PlumbDumb 10-03-2012 06:40 PM

Tom,

If your thinking of adding a full bath to your basement, your best bet is to install a new sewer ejector barrel. This is a ~22 gallon plastic tank that includes a new pump inside the sealed barrel, with connections for vent, pump to sewer, and waste water from the bathroom that you will bury below the slab.

Using an old pump may save some cost up-front.
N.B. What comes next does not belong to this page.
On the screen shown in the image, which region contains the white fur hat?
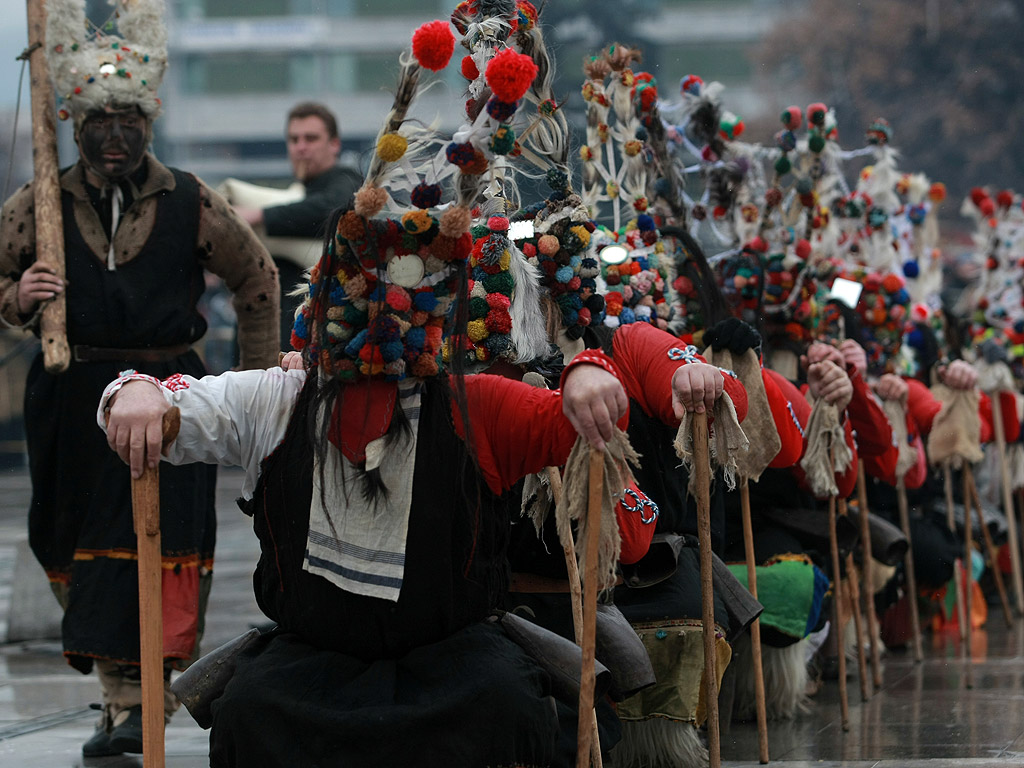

But when you get covered in S*** changing it 2 months after the bathroom is open for "business" (and spending around $150 for a new pump anyway), the $250 differential seems worth it.

If you have a licensed plumber change it, he will charge you $250 in labor, so you brake even.

tom847 10-04-2012 08:51 AM

Quote:

Originally Posted by PlumbDumb (Post 1023215)
Tom,

If your thinking of adding a full bath to your basement, your best bet is to install a new sewer ejector barrel. This is a ~22 gallon plastic tank that includes a new pump inside the sealed barrel, with connections for vent, pump to sewer, and waste water from the bathroom that you will bury below the slab.

Using an old pump may save some cost up-front. But when you get covered in S*** changing it 2 months after the bathroom is open for "business" (and spending around $150 for a new pump anyway), the $250 differential seems worth it.

If you have a licensed plumber change it, he will charge you $250 in labor, so you brake even.

I missed seeing that the ac evaporator & hot water heater drain actually ties into this pit, not sure if that makes a difference for using the same pit as a sewege pit. I dont see why.

The pit itself is in good shape and i would get a new zoeller sewege pump which would tie into the existing vent and discharge line, so why the new basin? If i get a new basin, which i saw when at home depot, id have to break more concrete to expand and deepen the hole just to add a couple inches.

Jackofall1 10-04-2012 11:30 AM

Personally I wouldn't add anything more than a new pump, the original design of the pit as stated was intended for a sewage pit, add a new pump and build your bathroom. There are plenty of basement waste pits just like the one you described in use today and will be for years to come.